War mein Opa ein Nazi?“ Nicht selten stellen sich Kinder und Enkel diese Frage, weiß Diplom-Archivarin Ute Bitz. Die Archivarin ist seit 30 Jahren beim Staatsarchiv Ludwigsburg angestellt und kümmert sich unter anderem um die Öffentlichkeitsarbeit. Im Rahmen der Volkshochschule leitet sie Rundgänge durch das Archiv.

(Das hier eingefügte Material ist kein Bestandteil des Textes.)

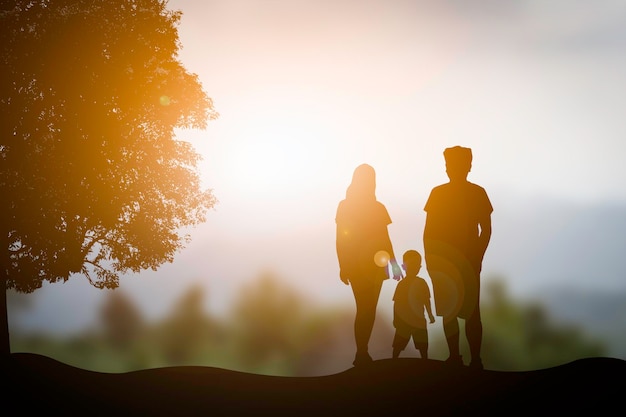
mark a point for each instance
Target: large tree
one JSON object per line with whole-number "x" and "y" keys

Denn was viele nicht wissen: Das Staatsarchiv ist für jedermann zugänglich. „Das ist unsere Existenzberechtigung“, sagt Bitz. Das Staatsarchiv lagert Unterlagen von Gerichten und Ämtern ein. Da natürlich nicht jedes Schriftstück den Weg ins Staatsarchiv finden kann, müssen die Unterlagen zu Beginn gesichtet und bewertet werden. Dafür sind Beamte im höheren Dienst zuständig – wie etwa Ute Bitz. Die nächste Aufgabe ist die Erschließung der Dokumente und die Nutzung. „Das Archivgut wird nicht hinter Schloss und Riegel gehalten, sondern den Bürgern zur Verfügung gestellt“, sagt Bitz.

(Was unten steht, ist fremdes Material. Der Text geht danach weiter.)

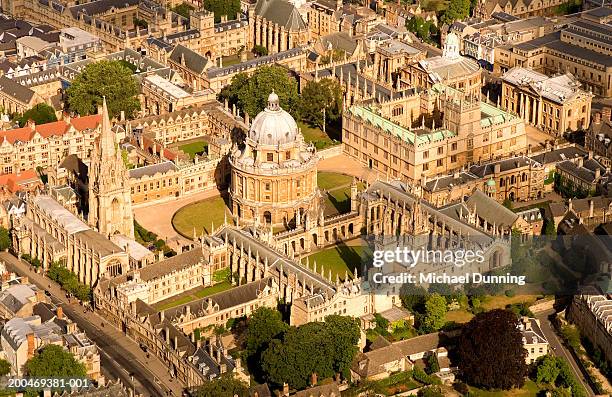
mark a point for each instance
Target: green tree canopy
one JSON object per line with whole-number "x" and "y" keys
{"x": 5, "y": 367}
{"x": 53, "y": 360}
{"x": 251, "y": 93}
{"x": 317, "y": 96}
{"x": 104, "y": 78}
{"x": 486, "y": 338}
{"x": 413, "y": 297}
{"x": 231, "y": 8}
{"x": 435, "y": 313}
{"x": 5, "y": 239}
{"x": 40, "y": 114}
{"x": 223, "y": 386}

Der interessierte Enkel lässt sich, ähnlich wie in einer Bücherei, einen Ausweis erstellen, fragt im Idealfall bereits vorab nach den für ihn interessanten Unterlagen, und kann diese dann im Lesesaal einsehen.

Bräunliche Mappen, eingeschlagen in Druckerpapier und umwickelt mit einem Band, werden für den Ahnenforscher vorbereitet. Gekennzeichnet mit einem rosanen Zettel, auf dem der Name vermerkt ist. Eine Voraussetzung zur freien Einsicht gibt es jedoch: Die Person, um die es geht, muss mindestens zehn Jahre tot sein.

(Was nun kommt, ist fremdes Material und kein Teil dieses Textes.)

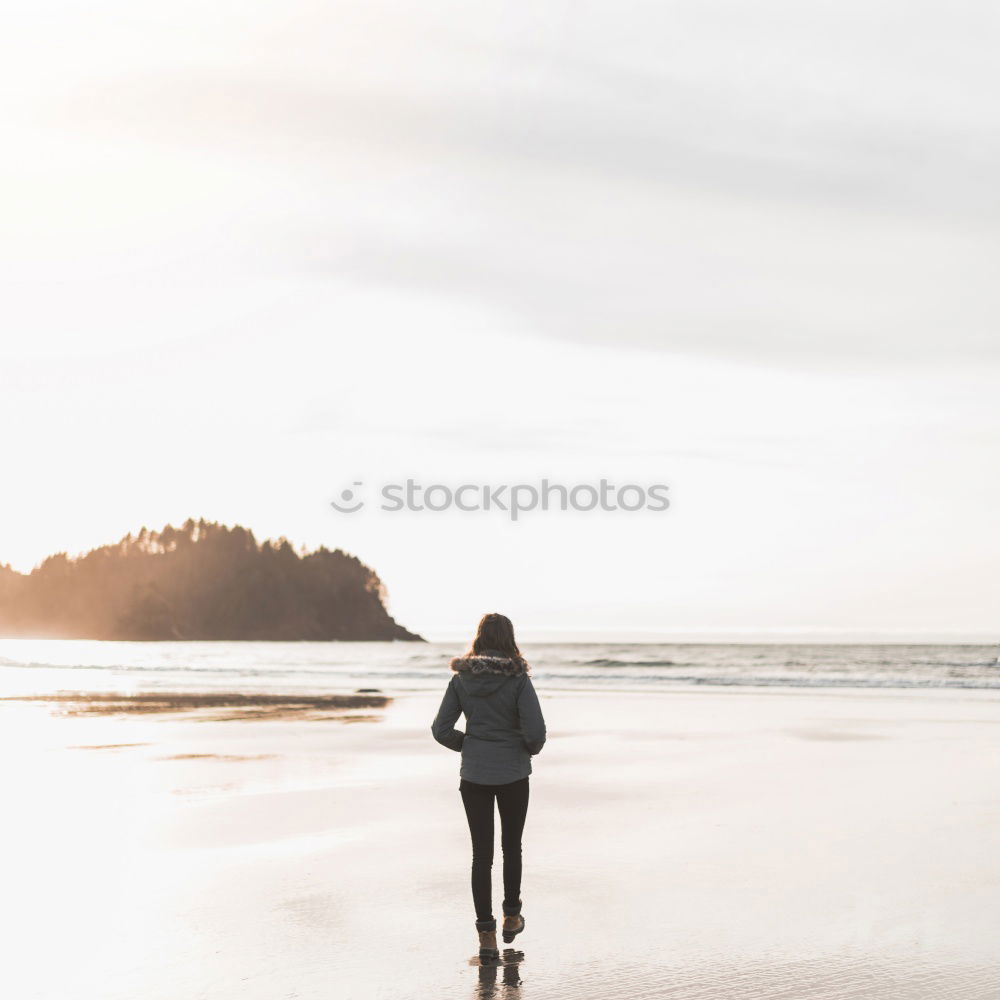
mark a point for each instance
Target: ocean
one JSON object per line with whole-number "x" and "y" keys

Gerade im Rahmen der Entnazifizierung stehen die Chancen gut, etwas über den Großvater zu erfahren, sofern er nach Kriegsende im Landkreis wohnte. 1954 wurden besonders in der amerikanischen Besatzungszone Spruchkammern errichtet. Jeder, der mindestens 16 Jahre alt war, wurde entnazifiziert. Die Menschen mussten sich einem Test unterziehen, wobei ein Meldebogen ausgefüllt werden musste, der geprüft wurde. Meldebogenfälschungen, also Falschaussagen, wurden bestraft. Die Befragten mussten angeben, bei welcher NS-Gruppierung sie dabei waren. NSDAP, SA oder SS? Auch viele weitere Fragen sowie Zeugenaussagen von Freunden, Ehegatten und Nachbarn liegen diesen Mappen bei.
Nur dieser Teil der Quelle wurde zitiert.